En mai 2010, un protocole d’accord était signé entre l’État et la municipalité. Le texte prévoyait le financement, par l’État, du déménagement du Musée national du sport de Paris à Nice. Petit problème : le Gouvernement a changé de bord et crise oblige ; les ministères se serrent la ceinture. En juin dernier, la ministre des Sports, Valérie Fourneyron, indique ne pas pouvoir financer le projet. Marche arrière toute !

Christian Estrosi « subit le calendrier du Gouvernement »

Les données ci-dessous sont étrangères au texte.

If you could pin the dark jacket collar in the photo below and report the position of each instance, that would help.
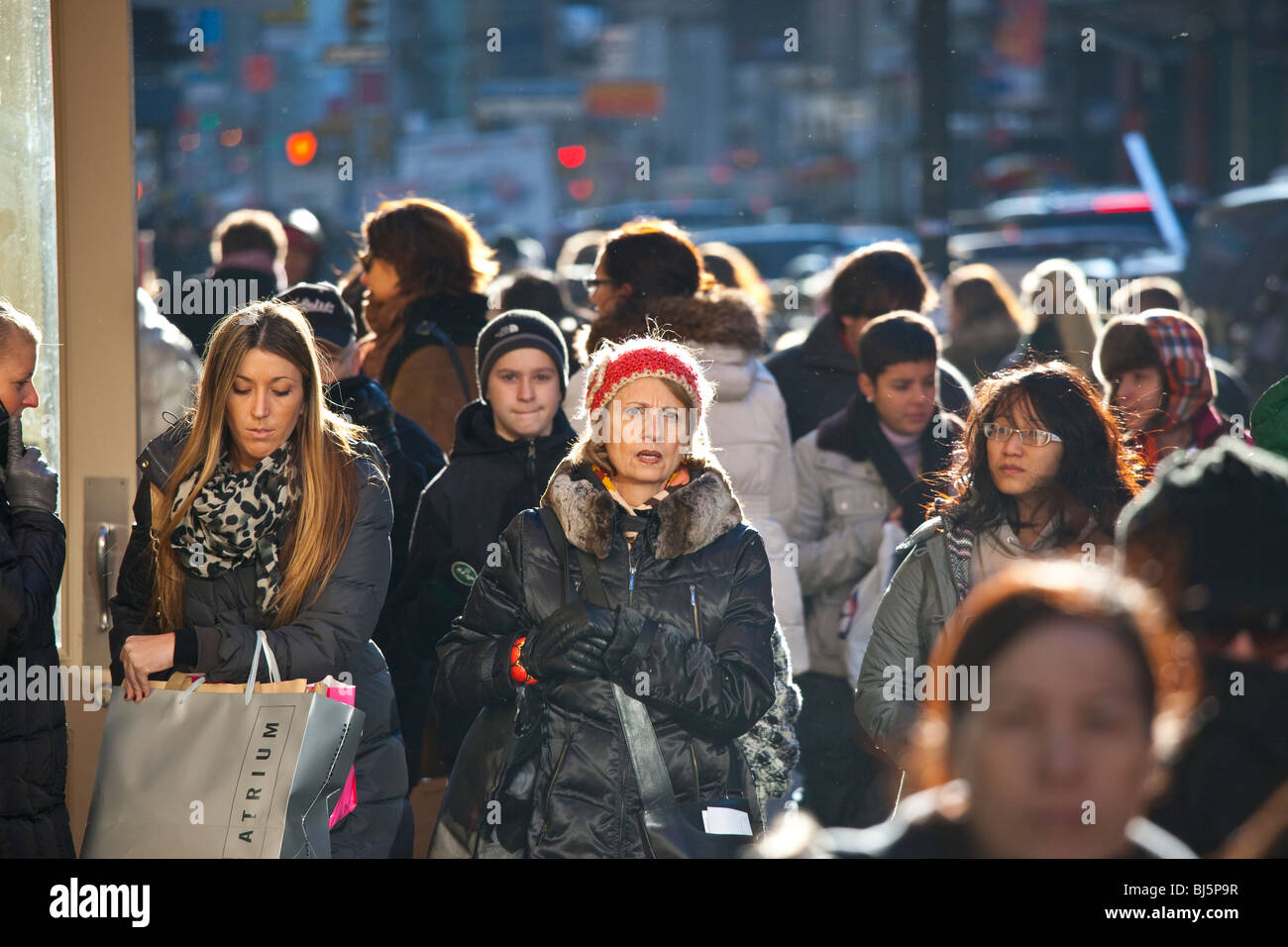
(690, 518)
(842, 433)
(161, 455)
(476, 434)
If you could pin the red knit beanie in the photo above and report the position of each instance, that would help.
(614, 367)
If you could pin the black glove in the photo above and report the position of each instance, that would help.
(29, 480)
(570, 642)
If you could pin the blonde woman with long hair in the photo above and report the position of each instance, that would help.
(263, 509)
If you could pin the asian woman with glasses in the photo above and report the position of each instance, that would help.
(1039, 472)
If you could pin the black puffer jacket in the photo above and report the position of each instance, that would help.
(462, 513)
(366, 402)
(699, 624)
(33, 733)
(330, 637)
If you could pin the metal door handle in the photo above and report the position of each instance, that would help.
(106, 534)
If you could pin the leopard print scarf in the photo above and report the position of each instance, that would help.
(240, 518)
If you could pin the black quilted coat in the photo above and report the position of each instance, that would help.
(330, 637)
(698, 622)
(33, 732)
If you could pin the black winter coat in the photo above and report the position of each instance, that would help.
(1235, 761)
(462, 513)
(33, 733)
(366, 402)
(819, 375)
(698, 622)
(333, 635)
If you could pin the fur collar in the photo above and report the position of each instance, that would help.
(721, 316)
(690, 518)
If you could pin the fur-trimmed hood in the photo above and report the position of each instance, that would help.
(690, 518)
(720, 316)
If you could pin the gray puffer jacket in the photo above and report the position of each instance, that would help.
(333, 635)
(926, 587)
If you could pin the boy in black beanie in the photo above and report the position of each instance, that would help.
(1211, 534)
(507, 445)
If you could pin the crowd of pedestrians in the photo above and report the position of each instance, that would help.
(595, 553)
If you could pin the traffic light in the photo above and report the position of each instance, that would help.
(301, 147)
(357, 14)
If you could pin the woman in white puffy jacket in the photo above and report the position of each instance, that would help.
(747, 421)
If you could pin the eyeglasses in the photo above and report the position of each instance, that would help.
(1029, 438)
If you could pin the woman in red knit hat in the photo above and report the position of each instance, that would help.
(642, 519)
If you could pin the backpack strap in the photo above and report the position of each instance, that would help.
(417, 337)
(554, 530)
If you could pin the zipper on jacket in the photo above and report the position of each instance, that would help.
(532, 471)
(630, 586)
(694, 600)
(550, 789)
(697, 626)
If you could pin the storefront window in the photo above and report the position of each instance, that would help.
(29, 226)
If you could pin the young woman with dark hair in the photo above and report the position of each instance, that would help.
(872, 462)
(1057, 750)
(424, 266)
(1157, 372)
(263, 509)
(1041, 471)
(986, 320)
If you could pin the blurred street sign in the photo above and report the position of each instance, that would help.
(623, 99)
(356, 54)
(258, 72)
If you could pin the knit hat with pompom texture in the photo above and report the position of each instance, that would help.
(613, 367)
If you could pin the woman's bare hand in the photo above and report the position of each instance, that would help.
(142, 655)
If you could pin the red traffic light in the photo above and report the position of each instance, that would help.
(572, 157)
(301, 147)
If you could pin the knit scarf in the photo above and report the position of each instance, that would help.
(678, 479)
(239, 517)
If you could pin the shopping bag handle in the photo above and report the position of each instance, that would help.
(273, 674)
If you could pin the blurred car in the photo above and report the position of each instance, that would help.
(797, 252)
(688, 213)
(1109, 232)
(1236, 273)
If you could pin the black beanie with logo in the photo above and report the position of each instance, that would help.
(519, 329)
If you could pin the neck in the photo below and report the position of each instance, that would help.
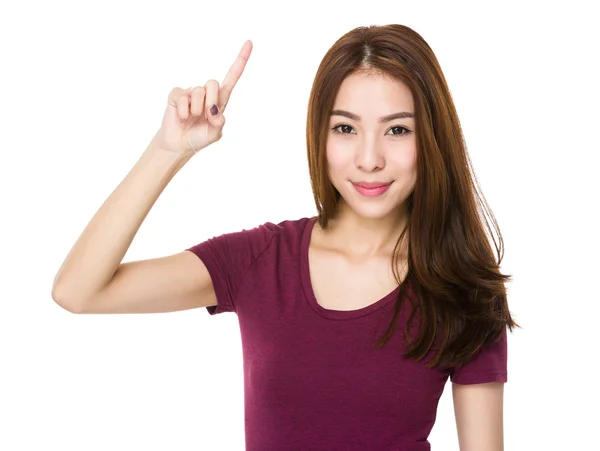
(364, 237)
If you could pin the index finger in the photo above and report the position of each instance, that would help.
(234, 74)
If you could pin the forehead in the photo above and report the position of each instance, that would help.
(367, 91)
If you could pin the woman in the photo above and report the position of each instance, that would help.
(353, 320)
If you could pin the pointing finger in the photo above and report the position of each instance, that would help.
(234, 74)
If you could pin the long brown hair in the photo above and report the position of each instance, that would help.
(460, 291)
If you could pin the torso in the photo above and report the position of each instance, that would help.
(341, 283)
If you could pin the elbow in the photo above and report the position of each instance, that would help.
(64, 300)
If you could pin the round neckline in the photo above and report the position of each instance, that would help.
(310, 294)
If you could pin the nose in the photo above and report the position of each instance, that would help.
(369, 156)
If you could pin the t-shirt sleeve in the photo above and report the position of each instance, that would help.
(488, 365)
(228, 258)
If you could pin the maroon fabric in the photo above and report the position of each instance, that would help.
(312, 378)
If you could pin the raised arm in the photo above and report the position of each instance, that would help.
(93, 278)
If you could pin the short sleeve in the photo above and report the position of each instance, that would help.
(488, 365)
(228, 258)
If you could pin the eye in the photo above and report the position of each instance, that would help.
(344, 130)
(400, 131)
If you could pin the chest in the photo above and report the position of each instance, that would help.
(341, 284)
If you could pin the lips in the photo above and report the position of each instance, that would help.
(370, 185)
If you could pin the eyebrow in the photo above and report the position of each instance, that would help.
(383, 119)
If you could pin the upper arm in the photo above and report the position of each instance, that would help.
(478, 410)
(166, 284)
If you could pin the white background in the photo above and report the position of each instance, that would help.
(83, 88)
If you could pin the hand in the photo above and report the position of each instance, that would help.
(189, 124)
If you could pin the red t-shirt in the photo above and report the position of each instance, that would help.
(312, 380)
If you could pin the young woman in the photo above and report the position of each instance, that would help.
(351, 321)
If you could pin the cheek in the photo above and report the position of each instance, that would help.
(338, 157)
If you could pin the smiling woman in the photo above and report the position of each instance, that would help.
(352, 321)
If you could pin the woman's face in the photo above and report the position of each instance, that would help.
(371, 139)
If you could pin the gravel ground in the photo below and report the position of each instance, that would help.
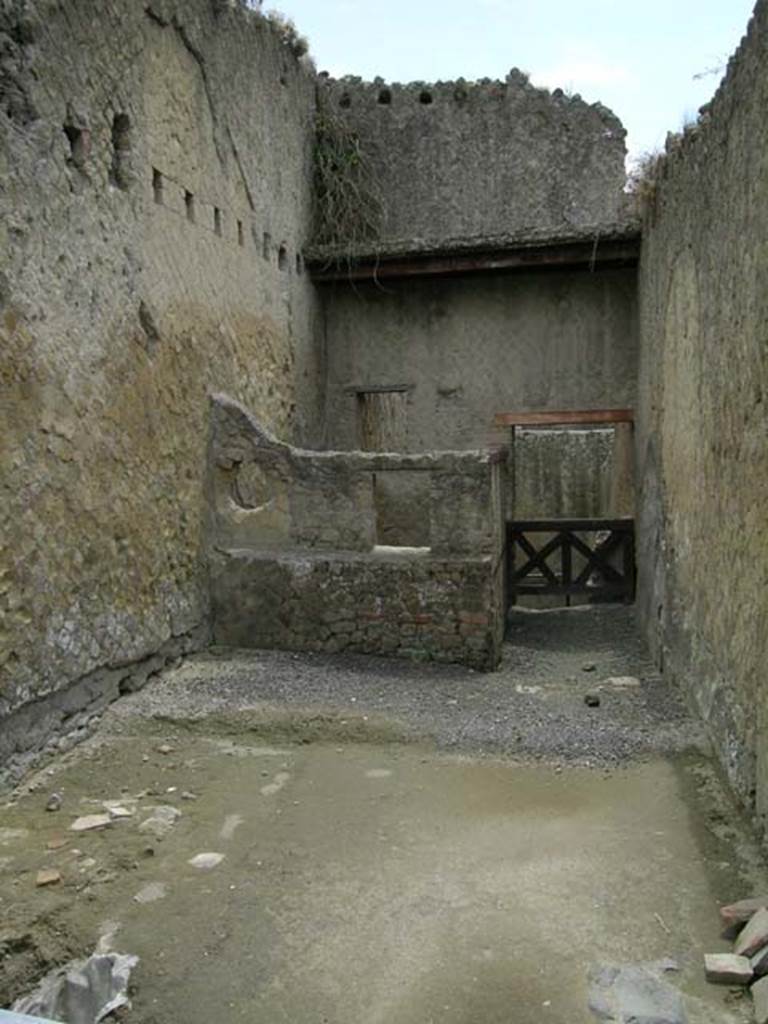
(532, 708)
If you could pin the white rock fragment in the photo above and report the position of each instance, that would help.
(91, 821)
(623, 682)
(161, 821)
(83, 992)
(760, 999)
(206, 861)
(230, 825)
(726, 969)
(117, 813)
(152, 893)
(8, 836)
(274, 786)
(755, 935)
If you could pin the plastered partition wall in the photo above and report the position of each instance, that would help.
(462, 349)
(155, 200)
(298, 563)
(702, 429)
(483, 160)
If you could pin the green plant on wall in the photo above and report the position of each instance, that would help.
(348, 206)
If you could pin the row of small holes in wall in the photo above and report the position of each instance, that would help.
(158, 186)
(385, 98)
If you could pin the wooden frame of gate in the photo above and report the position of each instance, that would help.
(593, 558)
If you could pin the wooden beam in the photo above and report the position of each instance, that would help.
(587, 255)
(564, 418)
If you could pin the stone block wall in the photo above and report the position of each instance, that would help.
(155, 201)
(456, 162)
(296, 562)
(701, 424)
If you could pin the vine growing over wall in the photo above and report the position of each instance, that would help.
(348, 204)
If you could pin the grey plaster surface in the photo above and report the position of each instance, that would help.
(534, 707)
(483, 158)
(701, 427)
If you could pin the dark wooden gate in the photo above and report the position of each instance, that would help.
(568, 557)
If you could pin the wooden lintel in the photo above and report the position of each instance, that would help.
(586, 255)
(562, 418)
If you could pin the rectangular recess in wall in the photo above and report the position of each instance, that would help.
(157, 185)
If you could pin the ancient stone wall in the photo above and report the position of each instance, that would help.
(296, 561)
(463, 161)
(155, 200)
(702, 429)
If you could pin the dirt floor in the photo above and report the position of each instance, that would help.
(398, 843)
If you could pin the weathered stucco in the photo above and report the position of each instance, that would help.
(469, 348)
(464, 349)
(702, 430)
(123, 300)
(458, 161)
(297, 563)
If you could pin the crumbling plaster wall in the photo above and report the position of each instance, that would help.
(702, 430)
(472, 346)
(475, 161)
(121, 305)
(297, 563)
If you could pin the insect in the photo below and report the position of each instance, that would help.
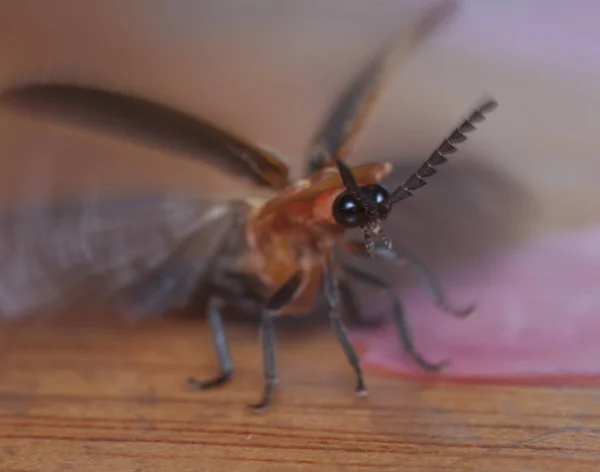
(274, 255)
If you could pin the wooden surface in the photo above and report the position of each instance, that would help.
(114, 399)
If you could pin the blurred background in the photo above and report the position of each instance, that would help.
(269, 70)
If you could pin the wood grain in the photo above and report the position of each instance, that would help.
(114, 398)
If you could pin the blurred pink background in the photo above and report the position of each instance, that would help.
(269, 70)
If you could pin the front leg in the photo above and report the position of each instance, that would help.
(332, 294)
(282, 297)
(424, 275)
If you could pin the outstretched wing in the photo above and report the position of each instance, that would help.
(353, 108)
(146, 254)
(152, 124)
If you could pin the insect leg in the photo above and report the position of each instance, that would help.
(398, 316)
(430, 282)
(267, 331)
(222, 349)
(332, 293)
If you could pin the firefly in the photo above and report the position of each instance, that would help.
(276, 255)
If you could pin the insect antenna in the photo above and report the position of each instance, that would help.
(350, 183)
(458, 135)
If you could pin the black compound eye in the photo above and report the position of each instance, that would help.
(378, 194)
(347, 212)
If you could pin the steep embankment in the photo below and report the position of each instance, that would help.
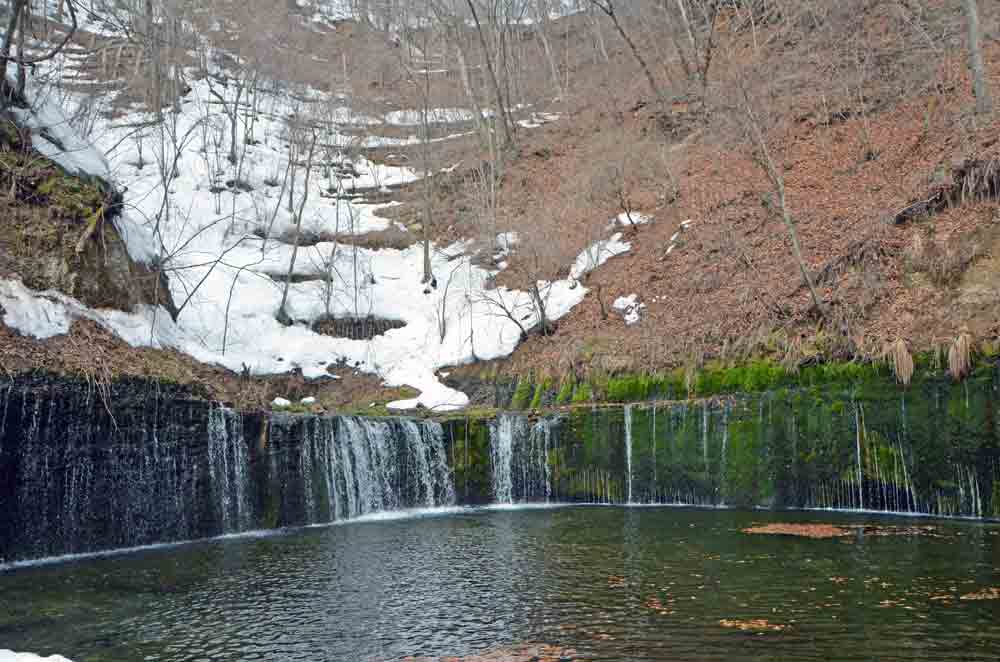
(889, 177)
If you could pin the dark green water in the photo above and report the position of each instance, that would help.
(613, 583)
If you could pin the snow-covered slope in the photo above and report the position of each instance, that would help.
(11, 656)
(221, 232)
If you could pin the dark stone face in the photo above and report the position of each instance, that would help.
(86, 468)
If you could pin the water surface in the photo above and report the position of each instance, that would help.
(613, 583)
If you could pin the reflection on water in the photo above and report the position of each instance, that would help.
(604, 583)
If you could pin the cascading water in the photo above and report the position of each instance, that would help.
(82, 471)
(352, 466)
(519, 458)
(628, 452)
(229, 468)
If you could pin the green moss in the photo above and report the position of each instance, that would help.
(522, 394)
(565, 392)
(583, 393)
(540, 391)
(629, 388)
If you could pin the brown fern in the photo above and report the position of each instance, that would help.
(899, 358)
(960, 356)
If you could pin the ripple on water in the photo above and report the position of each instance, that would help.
(604, 583)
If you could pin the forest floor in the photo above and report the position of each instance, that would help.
(714, 270)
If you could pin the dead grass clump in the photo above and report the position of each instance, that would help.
(898, 356)
(960, 356)
(944, 264)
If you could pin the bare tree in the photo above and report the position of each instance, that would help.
(302, 134)
(984, 104)
(773, 171)
(17, 24)
(609, 8)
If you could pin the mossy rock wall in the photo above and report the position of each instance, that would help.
(931, 448)
(58, 231)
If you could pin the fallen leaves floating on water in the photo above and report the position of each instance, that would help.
(755, 625)
(881, 531)
(992, 593)
(820, 531)
(801, 530)
(527, 653)
(614, 581)
(657, 605)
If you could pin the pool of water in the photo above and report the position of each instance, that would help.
(609, 583)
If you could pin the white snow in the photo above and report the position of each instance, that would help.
(434, 116)
(11, 656)
(630, 307)
(230, 280)
(54, 137)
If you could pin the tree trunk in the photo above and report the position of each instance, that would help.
(540, 31)
(283, 316)
(983, 102)
(494, 81)
(778, 182)
(609, 9)
(153, 46)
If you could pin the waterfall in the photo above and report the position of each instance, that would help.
(628, 452)
(502, 435)
(352, 466)
(229, 467)
(861, 480)
(519, 458)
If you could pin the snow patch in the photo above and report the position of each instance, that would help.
(228, 265)
(630, 307)
(11, 656)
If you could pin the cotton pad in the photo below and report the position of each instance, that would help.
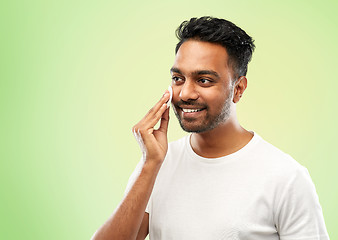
(171, 95)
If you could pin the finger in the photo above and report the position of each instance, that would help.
(157, 106)
(151, 122)
(164, 121)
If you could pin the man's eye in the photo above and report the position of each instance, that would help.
(176, 79)
(204, 81)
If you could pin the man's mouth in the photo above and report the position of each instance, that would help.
(188, 110)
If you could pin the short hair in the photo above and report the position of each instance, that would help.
(238, 44)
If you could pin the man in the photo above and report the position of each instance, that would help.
(222, 181)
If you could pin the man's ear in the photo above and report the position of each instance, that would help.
(239, 88)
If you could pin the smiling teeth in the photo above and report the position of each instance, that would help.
(190, 110)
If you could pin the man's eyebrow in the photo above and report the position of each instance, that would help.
(197, 72)
(206, 72)
(173, 69)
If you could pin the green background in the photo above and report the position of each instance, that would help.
(77, 75)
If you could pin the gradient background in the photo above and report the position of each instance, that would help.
(77, 75)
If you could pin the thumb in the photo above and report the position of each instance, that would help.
(164, 122)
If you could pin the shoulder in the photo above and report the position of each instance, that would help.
(178, 146)
(275, 159)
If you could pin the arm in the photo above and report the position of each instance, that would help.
(129, 220)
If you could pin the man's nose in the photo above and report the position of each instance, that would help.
(188, 91)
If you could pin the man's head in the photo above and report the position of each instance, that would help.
(208, 75)
(237, 43)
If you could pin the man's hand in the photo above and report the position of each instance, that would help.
(154, 143)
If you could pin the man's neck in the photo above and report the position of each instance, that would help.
(221, 141)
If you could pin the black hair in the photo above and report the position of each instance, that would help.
(238, 44)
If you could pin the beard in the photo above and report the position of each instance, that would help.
(210, 121)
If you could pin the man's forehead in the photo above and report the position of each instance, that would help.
(198, 56)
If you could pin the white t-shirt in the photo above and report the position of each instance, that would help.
(258, 192)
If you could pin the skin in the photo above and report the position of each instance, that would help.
(202, 79)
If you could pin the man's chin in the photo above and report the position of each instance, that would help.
(191, 128)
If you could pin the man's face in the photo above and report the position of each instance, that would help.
(202, 86)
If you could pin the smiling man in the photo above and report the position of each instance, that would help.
(221, 181)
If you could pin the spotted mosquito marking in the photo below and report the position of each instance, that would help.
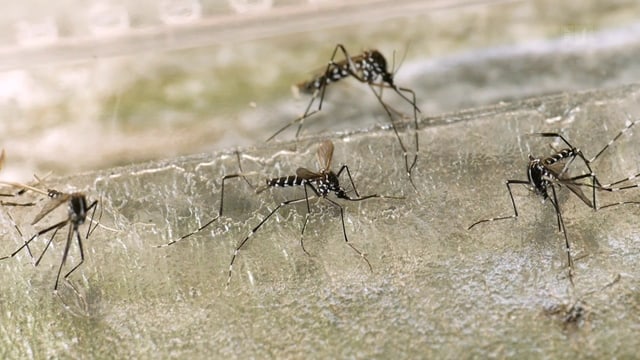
(77, 211)
(321, 184)
(544, 175)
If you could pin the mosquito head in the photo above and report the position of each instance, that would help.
(78, 209)
(538, 175)
(53, 193)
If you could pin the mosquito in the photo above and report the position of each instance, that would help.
(321, 184)
(545, 174)
(370, 68)
(77, 214)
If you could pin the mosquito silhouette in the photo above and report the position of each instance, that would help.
(77, 210)
(369, 68)
(545, 175)
(320, 184)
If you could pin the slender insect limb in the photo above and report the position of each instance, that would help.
(306, 217)
(40, 233)
(353, 185)
(69, 239)
(67, 246)
(244, 241)
(513, 202)
(624, 130)
(554, 202)
(46, 247)
(405, 153)
(94, 206)
(344, 232)
(224, 178)
(21, 236)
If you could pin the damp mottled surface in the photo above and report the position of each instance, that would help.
(436, 290)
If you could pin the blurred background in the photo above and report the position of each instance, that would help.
(94, 84)
(169, 88)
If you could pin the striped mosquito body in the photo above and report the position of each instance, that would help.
(544, 175)
(286, 181)
(321, 184)
(78, 209)
(369, 68)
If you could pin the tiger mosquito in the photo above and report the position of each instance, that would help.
(545, 174)
(369, 68)
(321, 184)
(77, 210)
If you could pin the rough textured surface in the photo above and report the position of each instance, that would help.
(437, 289)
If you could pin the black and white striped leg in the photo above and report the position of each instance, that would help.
(554, 202)
(256, 228)
(72, 230)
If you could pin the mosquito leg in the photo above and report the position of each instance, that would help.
(41, 232)
(405, 153)
(306, 217)
(79, 240)
(21, 235)
(224, 178)
(353, 185)
(346, 239)
(255, 229)
(65, 254)
(624, 130)
(513, 202)
(564, 232)
(47, 245)
(94, 206)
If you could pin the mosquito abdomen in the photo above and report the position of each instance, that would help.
(285, 181)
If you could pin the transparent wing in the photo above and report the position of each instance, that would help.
(50, 206)
(325, 154)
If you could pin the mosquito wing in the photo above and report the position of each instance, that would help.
(325, 154)
(307, 174)
(50, 206)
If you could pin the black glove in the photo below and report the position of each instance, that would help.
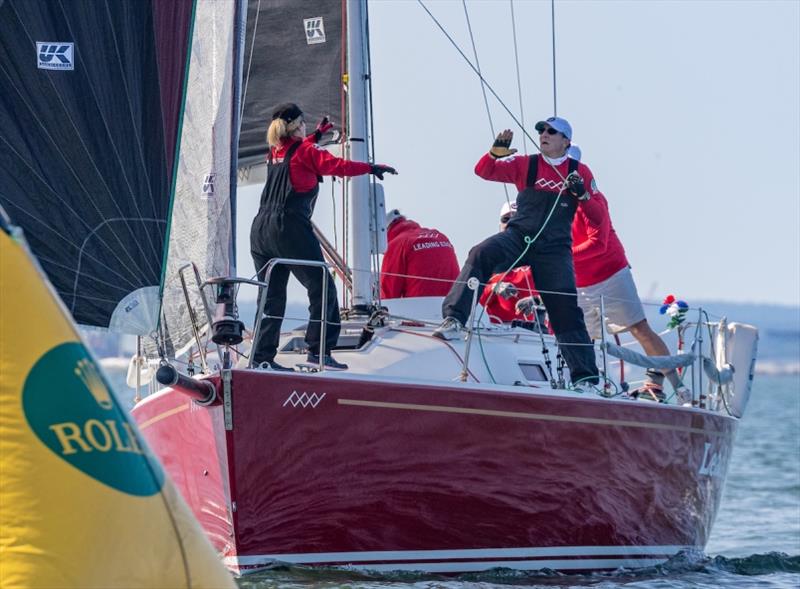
(322, 127)
(379, 170)
(527, 305)
(505, 290)
(575, 186)
(500, 147)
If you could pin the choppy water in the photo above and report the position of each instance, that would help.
(755, 540)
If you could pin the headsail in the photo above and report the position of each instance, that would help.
(115, 127)
(293, 53)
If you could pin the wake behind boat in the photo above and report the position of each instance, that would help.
(433, 455)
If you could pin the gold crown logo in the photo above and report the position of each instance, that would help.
(86, 371)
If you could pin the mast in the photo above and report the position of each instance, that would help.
(359, 185)
(239, 31)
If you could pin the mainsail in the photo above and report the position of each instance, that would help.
(294, 52)
(115, 133)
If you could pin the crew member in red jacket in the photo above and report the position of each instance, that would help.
(602, 269)
(282, 229)
(552, 186)
(419, 262)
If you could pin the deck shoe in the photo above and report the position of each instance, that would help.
(272, 365)
(330, 363)
(449, 329)
(683, 396)
(650, 391)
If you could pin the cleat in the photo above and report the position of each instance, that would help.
(650, 391)
(449, 329)
(272, 365)
(683, 396)
(330, 363)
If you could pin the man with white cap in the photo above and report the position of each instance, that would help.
(602, 269)
(551, 188)
(419, 262)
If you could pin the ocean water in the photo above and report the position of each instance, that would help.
(755, 540)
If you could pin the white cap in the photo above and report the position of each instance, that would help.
(392, 216)
(508, 207)
(559, 124)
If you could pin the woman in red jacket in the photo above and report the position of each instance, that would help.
(282, 229)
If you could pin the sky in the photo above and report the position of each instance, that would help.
(687, 112)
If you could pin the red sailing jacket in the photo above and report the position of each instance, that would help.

Ce jeudi se tenait le dernier conseil municipal de la cinquième ville de France. A l’ordre du jour : le budget primitif, les logements sociaux, l’écologie mais le Musée national du sport, lui, n’apparaît nulle part. Pourtant Christian Estrosi (député-maire UMP) a fait une entrée en force. Il fait entrer sur le terrain, ce sujet qui n’était pas à l’ordre du jour. Aussitôt proposé, l’adversaire Patrick Allemand (Conseiller municipal PS) s’oppose. Il demande la mi-temps : « cinq minutes de réflexion ». Patrick Allemand et son groupe « changer d’ère » s’aèrent ! L’audience est suspendue. Coup de sifflet, c’est la reprise. Christian Estrosi « plaide, sans votre accord, rien n’est possible ». L’opposition accepte. Ravi, le député-maire de Nice va transmettre le dossier au préfet des Alpes-Maritimes chargé de rappeler les engagements du Gouvernement. Le Musée devrait être normalement livré, vide et sans fonction, au 31 décembre prochain. « Nous subissons le calendrier du Gouvernement » déplore Christian Estrosi.

Désamour, finances et trahisons …

Le match continue. La balle est à droite. 4,5 millions d’euros sont « à trouver ». Voilà qui demande un nouvel effort aux Niçois. Le député-maire est clair : « ce n’est pas aux contribuables niçois de payer », « ça ne coûterait que 0,0005 centime d’euros par contribuable français ».

Patrick Allemand à la défense tente de relancer le jeu en sa faveur : « le transfert n’était pas budgété ». Le socialiste rend le Gouvernement Sarkozy responsable de ce joyeux bazar et gratifie son « collègue » d’un « ne tirez pas trop sur l’arc, à force la corde risque de casser ».

« L’État nous doit ces 4,5 millions d’euros ». Christian Estrosi revient à la charge et déplore les restrictions imposées par l’État. « 40 000 enseignants de plus ? Pourquoi faire ? » lance-t-il. C’est la tôlée dans l’assemblée et le député-maire tempère : « Il faut financer et respecter les engagements d’un protocole signé en 2010 ». A l’heure du vote, seul Patrick Allemand s’abstient. Il faudra attendre le prochain Conseil municipal pour connaître l’issue de ce dossier.